BUKUTTINGGI – Visi terwujudnya Bukittinggi Kota menjadi tujuan pariwisata, Pendidikan, Kesehatan, Perdagangan dan Jasa berlandaskan Nilai-Nilai Agama dan Budaya, fasilitas kesehatan sudah menjadi suatu kebutuhan bagi sebuah Kota tujuan wisata. Visi tersebut kini sudah terjawab dengan dibangunnya RSUD Bukittinggi.
Pembangunan RSUD ini merupakan salah satu mega proyek di Bukittinggi dan menjadi rumah sakit pertama dengan konsep Pariwisata yang jauh dari kesan angker, terletak dipinggir jalan bypass Kelurahan Gulai Bancah, Kecamatan Mandiangin Koto Salayan (MKS) Kota Bukittinggi, tidak jauh dari kantor Balaikota.
Dengan misi meningkatkan pembangunan, penataan, dan pengelolaan sarana dan prasarana kota secara terpadu berwawasan lingkungan, meningkatkan kualitas pelayanan pariwisata, pendidikan, kesehatan, perdagangan dan jasa serta kesejahteraan sosial masyarakat, maka diusianya yang ke 236 tahun, Kota Bukittinggi bisa memiliki sebuah Rumah Sakit tipe C, dengan fasilitas kesehatan termegah, pada masa Pemerintahan Walikota Ramlan Nurmatias
Menurut Wali Kota Bukittinggi, Ramlan Nurmatias, RSUD Bukittinggi dibangun sejak 2018 lalu dengan anggaran Rp 102 milyar lebih. Sekarang progresnya telah boleh dikatakan rampung 100% persen.
“Alhamdulillah pembangunannya sangat baik sekali. Luar biasa dan kami di pemko sangat puas dengan hasil pekerjanya,” ungkap Wali Kota Ramlan saat meninjau RSUD Bukittinggi.
Ketua DPRD Bukittinggi Herman Syofyan mengaku kaget dengan hasil pembangunan RSUD Kota Bukittinggi tersebut. “saya tidak menduga seindah ini hasil pembangunannya, sangat bagus dan termegah di Sumatera Barat”, kata Herman dalam momentum peringatan Hari Jadi Kota (HJK) Bukittinggi ke 236, Selasa (22/12/2020).
“Warga kota pantas mensyukurinya, Pemko Bukittinggi telah berhasil meningkatkan fasilitas kesehatan yang termegah dengan fasilitas alat kesehatan termoderen.
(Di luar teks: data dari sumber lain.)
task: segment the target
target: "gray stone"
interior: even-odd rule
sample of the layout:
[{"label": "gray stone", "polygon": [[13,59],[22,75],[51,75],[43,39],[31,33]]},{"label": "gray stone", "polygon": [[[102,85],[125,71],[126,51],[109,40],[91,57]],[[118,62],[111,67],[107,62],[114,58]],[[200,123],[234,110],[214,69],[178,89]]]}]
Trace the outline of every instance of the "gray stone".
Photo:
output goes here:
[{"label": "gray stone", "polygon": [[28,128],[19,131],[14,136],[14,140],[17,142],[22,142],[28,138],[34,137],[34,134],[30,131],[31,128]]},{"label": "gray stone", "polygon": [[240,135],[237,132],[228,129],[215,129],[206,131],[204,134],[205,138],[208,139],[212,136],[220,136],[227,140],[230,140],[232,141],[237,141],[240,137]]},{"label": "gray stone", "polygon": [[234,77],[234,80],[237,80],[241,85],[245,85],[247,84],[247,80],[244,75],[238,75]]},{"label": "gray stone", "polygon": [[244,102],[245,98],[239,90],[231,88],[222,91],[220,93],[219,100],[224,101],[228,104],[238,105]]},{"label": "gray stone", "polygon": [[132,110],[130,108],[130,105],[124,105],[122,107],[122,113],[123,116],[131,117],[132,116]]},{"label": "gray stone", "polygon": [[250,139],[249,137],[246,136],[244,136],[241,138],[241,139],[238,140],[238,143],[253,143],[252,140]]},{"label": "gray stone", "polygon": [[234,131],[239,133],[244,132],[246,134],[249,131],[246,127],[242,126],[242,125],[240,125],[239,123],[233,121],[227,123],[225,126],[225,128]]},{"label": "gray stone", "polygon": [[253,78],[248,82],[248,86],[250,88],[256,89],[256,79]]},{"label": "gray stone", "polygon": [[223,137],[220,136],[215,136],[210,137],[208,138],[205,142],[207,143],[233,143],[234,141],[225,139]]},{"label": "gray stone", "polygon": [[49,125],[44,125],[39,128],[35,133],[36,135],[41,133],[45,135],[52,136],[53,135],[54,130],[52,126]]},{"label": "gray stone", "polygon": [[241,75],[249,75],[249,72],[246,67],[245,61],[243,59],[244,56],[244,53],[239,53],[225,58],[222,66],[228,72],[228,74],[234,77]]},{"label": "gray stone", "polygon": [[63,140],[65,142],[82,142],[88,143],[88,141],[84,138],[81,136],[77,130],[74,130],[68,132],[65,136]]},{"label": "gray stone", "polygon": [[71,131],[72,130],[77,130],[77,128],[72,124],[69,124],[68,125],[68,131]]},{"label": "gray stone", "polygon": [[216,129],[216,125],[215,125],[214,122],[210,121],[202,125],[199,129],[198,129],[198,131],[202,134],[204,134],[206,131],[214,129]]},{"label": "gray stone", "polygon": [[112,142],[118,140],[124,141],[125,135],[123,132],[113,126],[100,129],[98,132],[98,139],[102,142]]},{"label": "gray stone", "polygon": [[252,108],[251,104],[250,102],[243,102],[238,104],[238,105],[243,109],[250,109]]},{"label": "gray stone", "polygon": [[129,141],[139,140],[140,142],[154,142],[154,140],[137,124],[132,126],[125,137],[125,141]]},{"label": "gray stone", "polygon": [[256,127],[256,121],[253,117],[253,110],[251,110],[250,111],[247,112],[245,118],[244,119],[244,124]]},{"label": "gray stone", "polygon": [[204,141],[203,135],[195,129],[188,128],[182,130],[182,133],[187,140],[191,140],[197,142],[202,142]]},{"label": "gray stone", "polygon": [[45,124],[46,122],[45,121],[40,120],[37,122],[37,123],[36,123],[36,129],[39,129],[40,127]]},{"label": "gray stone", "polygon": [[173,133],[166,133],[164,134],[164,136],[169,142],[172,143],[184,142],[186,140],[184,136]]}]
Bersyukur dan berterimakasih kepada Pemko dengan ikut merawat bangunan yang megah dengan dana cukup besar itu,” kata Herman.
Pihaknya meminta kepada semua pihak untuk dapat memanfaatkan bangunan dan fasilitas RSUD tersebut dengan sebaik baiknya, termasuk petugas kesehatan yang telah direkrut sebagai tenaga kontrak harus mampu memberikan pelayanan yang prima. “Untuk apa bangunan megah dan fasilitas moderen, kalau pelayanannya tidak prima,” ungkapnya. (red/adv).